Histologisches Untersuchungsmaterial
Für die Beurteilung sind genaue Angaben zu Anamnese, Art, Lokalisation und Dauer des Prozesses notwendig.
Tumoren
Bitte Angaben zu Entstehungszeit, Ausbreitung, Größe, Wachstumsart, Voroperationen/Rezidivierung, Metastasierung.
Lymphknoten
In der Regel ist die Diagnosemöglichkeit an größeren Gewebeproben besser als an Ausstrichpräparaten von Punktaten oder Feinnadelbiopsien. Wenn möglich, Lymphknoten in toto einsenden.
Haut
Bei größeren oder multiplen Hautveränderungen sollten Biopsien aus mehreren Lokalisationen entnommen werden. Bitte Angaben über Lokalisation, Dauer und Vorbehandlungen.
Magen-Darm-Biopsien
Die Beurteilung von Magen-Darm-Biopsien gibt in den meisten Fällen sehr gute pathogenetische Hinweise – etwa ob es sich um einen erregerbedingten oder allergischen (Nahrungsmittel!) Prozess handelt – und ist deshalb für Prognose und Therapie sehr wichtig. Bei jeder Endoskopie sollten mehrere Proben aus den veränderten Bezirken entnommen werden.
Uterusbiopsie
Uterusbiopsien beim Pferd geben Auskunft über die Art der Veränderung und über die Prognose hinsichtlich der Fertilität. Sie erhalten genaue Aussagen nach einem standardisierten Gradierungssystem.
Muskel-/Nervenbiopsien
Krankheiten von Muskel und Nerv können meist nur durch die Untersuchung von Biopsien diagnostiziert werden. Da eine Nerv- und Muskelbiopsie keine sicheren Informationen liefert und nicht gerechtfertigt ist, wenn das Gewebe in Formalin fixiert und in Paraffin eingebettet wird, bieten wir als einziges Labor in Deutschland die Untersuchung an Gefrierschnitten einschließlich histochemischer Reaktionen und Spezialfärbungen an. Bitte telefonische Voranmeldung.

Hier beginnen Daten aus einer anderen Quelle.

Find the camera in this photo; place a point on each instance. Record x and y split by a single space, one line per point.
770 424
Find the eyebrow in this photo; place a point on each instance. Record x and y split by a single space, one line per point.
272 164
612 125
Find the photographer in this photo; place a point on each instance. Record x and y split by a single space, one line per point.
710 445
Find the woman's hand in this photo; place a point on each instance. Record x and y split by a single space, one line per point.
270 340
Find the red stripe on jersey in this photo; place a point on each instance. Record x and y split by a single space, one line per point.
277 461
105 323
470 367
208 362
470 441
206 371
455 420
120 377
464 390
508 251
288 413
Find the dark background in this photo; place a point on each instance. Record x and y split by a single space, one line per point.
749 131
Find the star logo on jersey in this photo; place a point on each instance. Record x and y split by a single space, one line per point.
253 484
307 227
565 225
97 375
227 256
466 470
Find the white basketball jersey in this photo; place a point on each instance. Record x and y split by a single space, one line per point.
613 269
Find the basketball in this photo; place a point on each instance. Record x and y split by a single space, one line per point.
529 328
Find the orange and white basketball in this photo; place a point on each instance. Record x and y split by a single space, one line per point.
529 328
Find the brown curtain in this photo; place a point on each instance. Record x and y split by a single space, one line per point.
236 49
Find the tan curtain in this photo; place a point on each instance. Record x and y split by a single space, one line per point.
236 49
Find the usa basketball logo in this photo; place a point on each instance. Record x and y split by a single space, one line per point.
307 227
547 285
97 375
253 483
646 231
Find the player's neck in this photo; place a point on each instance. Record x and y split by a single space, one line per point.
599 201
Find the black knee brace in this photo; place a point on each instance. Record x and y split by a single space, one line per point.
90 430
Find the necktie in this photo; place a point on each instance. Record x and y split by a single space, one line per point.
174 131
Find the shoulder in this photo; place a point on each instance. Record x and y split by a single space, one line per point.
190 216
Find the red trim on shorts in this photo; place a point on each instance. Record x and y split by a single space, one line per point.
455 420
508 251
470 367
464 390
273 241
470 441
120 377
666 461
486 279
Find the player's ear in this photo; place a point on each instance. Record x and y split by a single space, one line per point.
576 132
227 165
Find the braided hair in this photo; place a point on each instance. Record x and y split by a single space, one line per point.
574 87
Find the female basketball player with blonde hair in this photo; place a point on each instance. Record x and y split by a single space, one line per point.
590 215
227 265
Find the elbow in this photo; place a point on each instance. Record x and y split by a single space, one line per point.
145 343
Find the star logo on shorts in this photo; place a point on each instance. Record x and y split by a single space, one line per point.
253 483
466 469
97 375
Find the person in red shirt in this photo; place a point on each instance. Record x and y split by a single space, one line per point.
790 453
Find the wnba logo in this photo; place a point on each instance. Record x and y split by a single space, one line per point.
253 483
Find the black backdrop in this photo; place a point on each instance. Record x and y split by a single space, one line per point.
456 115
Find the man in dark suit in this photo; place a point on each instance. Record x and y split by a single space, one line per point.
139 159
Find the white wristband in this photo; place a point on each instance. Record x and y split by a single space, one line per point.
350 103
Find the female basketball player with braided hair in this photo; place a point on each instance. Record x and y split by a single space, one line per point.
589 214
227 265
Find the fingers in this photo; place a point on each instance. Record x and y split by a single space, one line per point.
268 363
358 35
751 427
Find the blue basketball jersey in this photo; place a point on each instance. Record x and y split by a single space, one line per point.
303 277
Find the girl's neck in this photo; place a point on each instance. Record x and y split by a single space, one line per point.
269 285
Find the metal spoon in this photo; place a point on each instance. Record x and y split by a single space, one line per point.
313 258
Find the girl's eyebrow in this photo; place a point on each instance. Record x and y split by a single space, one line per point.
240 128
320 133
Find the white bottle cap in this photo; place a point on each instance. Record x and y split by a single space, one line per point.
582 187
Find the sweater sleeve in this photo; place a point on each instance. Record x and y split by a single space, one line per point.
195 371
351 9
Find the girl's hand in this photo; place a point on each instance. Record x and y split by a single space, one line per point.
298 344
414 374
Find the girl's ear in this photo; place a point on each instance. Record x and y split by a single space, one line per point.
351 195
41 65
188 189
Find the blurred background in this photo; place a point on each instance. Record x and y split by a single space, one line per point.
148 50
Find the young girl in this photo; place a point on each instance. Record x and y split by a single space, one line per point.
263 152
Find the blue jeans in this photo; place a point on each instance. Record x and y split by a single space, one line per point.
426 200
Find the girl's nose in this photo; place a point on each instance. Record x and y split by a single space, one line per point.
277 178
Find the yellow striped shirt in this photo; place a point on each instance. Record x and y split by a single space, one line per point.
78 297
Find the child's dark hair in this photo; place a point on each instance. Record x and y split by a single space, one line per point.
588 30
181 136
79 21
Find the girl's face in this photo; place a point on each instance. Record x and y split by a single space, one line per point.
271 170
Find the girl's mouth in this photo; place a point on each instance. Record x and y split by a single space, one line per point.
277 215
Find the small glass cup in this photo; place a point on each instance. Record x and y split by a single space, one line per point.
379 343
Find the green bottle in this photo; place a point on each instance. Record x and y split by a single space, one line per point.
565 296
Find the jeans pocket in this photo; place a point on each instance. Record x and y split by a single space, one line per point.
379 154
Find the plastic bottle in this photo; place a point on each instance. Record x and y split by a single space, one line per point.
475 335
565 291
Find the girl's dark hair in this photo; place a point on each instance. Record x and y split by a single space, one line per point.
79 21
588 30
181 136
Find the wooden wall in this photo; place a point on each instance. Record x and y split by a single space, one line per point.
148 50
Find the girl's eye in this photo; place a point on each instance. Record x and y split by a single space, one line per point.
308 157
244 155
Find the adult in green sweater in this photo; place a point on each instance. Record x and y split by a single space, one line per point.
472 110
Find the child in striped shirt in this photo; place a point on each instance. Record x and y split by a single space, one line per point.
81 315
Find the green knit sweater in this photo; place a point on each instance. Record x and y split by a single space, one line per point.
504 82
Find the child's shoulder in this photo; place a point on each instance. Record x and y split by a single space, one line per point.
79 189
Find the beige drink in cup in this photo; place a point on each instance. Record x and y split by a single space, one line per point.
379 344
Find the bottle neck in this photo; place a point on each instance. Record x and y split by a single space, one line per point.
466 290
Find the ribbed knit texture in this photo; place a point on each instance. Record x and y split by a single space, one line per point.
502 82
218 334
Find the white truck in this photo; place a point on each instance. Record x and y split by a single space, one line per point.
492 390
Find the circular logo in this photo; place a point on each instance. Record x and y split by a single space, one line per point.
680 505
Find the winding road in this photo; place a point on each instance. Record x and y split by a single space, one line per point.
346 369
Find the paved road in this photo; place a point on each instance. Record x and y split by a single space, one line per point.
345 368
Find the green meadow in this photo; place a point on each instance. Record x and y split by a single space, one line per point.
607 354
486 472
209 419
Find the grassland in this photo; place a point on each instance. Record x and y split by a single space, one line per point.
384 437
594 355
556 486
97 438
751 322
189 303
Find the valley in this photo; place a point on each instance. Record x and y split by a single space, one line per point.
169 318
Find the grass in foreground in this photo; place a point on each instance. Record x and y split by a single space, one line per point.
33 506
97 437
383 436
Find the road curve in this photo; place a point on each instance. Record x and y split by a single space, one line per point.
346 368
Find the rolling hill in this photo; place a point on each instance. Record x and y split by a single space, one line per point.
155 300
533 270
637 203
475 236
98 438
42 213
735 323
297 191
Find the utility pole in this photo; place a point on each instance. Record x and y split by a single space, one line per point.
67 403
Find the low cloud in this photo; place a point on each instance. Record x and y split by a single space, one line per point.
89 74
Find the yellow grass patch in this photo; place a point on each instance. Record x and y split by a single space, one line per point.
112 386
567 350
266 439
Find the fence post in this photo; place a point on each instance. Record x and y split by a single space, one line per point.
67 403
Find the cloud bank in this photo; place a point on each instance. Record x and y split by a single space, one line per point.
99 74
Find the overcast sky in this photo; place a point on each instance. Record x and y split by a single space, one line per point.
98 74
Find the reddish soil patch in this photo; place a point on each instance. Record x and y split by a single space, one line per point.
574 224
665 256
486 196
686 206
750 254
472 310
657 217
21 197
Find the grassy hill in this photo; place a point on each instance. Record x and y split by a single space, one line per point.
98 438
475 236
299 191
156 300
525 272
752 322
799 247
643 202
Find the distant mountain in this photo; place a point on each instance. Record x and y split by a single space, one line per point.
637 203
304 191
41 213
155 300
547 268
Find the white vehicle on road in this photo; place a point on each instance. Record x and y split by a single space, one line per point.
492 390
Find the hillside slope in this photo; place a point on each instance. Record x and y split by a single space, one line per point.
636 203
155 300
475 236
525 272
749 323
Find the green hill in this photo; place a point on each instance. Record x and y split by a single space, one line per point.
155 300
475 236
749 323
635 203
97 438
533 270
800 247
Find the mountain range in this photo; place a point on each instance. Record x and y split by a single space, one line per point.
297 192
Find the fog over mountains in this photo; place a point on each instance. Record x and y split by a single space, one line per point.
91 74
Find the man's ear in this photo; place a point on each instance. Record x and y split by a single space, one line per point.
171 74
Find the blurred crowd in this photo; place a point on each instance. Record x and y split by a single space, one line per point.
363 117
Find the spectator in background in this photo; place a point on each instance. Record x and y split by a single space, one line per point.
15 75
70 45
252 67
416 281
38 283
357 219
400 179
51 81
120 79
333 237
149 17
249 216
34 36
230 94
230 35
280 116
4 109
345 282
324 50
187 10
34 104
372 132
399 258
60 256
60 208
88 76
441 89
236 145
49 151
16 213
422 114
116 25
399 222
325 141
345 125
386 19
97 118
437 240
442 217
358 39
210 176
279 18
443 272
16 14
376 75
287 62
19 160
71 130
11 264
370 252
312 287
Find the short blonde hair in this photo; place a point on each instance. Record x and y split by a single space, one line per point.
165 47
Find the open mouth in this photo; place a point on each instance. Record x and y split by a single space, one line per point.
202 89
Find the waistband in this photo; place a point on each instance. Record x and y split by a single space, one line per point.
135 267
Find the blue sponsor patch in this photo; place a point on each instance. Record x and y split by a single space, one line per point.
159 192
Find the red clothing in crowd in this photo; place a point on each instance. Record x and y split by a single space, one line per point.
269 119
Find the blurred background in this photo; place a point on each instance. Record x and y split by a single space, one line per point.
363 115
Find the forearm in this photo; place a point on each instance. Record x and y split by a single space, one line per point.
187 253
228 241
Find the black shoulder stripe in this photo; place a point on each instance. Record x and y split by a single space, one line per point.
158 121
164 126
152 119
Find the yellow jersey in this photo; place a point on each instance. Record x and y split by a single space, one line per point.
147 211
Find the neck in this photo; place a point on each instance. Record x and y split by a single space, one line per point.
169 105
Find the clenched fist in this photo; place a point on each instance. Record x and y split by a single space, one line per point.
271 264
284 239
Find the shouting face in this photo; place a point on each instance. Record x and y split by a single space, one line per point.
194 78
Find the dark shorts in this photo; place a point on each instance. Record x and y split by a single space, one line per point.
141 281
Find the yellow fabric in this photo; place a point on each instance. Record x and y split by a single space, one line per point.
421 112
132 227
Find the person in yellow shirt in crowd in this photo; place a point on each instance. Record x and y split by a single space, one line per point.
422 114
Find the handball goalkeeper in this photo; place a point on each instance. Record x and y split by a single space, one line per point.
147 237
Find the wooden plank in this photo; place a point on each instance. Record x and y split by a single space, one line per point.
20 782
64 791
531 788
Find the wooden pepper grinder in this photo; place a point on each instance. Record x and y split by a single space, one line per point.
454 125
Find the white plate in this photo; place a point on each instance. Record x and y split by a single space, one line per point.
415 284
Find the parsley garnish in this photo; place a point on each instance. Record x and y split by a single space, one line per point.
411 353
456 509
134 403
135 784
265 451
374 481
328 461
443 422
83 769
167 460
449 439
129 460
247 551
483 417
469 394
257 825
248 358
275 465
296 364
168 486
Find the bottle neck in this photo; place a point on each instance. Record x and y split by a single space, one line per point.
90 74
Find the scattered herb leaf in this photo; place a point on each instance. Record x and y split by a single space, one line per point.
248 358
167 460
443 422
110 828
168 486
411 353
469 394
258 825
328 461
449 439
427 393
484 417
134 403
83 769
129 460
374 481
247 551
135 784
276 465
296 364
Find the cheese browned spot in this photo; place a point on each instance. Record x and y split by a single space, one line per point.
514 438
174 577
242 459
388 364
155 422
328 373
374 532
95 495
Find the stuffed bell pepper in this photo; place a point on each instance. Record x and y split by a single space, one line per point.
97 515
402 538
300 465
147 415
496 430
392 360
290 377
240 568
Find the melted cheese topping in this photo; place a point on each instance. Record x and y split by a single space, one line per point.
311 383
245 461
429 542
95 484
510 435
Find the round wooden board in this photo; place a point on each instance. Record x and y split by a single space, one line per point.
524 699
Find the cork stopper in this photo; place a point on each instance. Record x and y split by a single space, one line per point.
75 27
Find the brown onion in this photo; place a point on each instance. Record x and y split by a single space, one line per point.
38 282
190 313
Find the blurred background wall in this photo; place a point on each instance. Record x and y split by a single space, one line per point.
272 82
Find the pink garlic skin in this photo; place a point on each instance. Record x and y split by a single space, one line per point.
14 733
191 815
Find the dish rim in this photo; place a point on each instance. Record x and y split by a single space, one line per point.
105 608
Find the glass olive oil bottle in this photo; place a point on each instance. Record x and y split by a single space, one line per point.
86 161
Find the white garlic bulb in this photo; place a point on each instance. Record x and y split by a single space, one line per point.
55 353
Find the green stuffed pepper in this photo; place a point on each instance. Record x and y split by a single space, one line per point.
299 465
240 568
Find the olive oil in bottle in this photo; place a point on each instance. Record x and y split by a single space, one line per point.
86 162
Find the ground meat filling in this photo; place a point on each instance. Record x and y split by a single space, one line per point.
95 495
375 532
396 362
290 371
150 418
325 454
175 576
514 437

Zytologisches Untersuchungsmaterial
Zytologisch untersucht werden Ausstrichpräparate von Punktionen und Feinnadelaspirationsbiopsien, aber auch Geschabsel, Abdruck-, Abklatsch-, oder Abstrichpräparate.
Größere Flüssigkeitsmengen vor dem Ausstreichen ca. fünf Minuten bei etwa 1000 x g abzentrifugieren. Nach dem Dekantieren des Überstands Bodensatz auf einem Objektträger ausstreichen und lufttrocknen lassen.
Ausstriche von Urinsedimenten und Vaginalabstriche sowie Feinnadelbiopsien großer Parenchyme feucht, d.h. direkt nach Entnahme ca. 30 lang in 96%igem Alkohol fixieren oder mit Fixationsspray besprühen (anschließend Lufttrocknung).
Trockenfixierung:
Ascites
Blut
Gelenkergüsse
Liquor
Pleuraergüsse
Lymphknotenpunktate
Knochenmarkspunktate
Alkoholfixierung:
Urinsedimente
Vaginalabstriche
Feinnadelbiopsien großer Parenchyme
Liquor
Da Liquorzellen innerhalb kurzer Zeit autolysieren, empfehlen wir, für Zellzahlbestimmung einen Teil der Liquorprobe fixiert zu versenden (Formalin 4%ig im Mischungsverhältnis 1:2).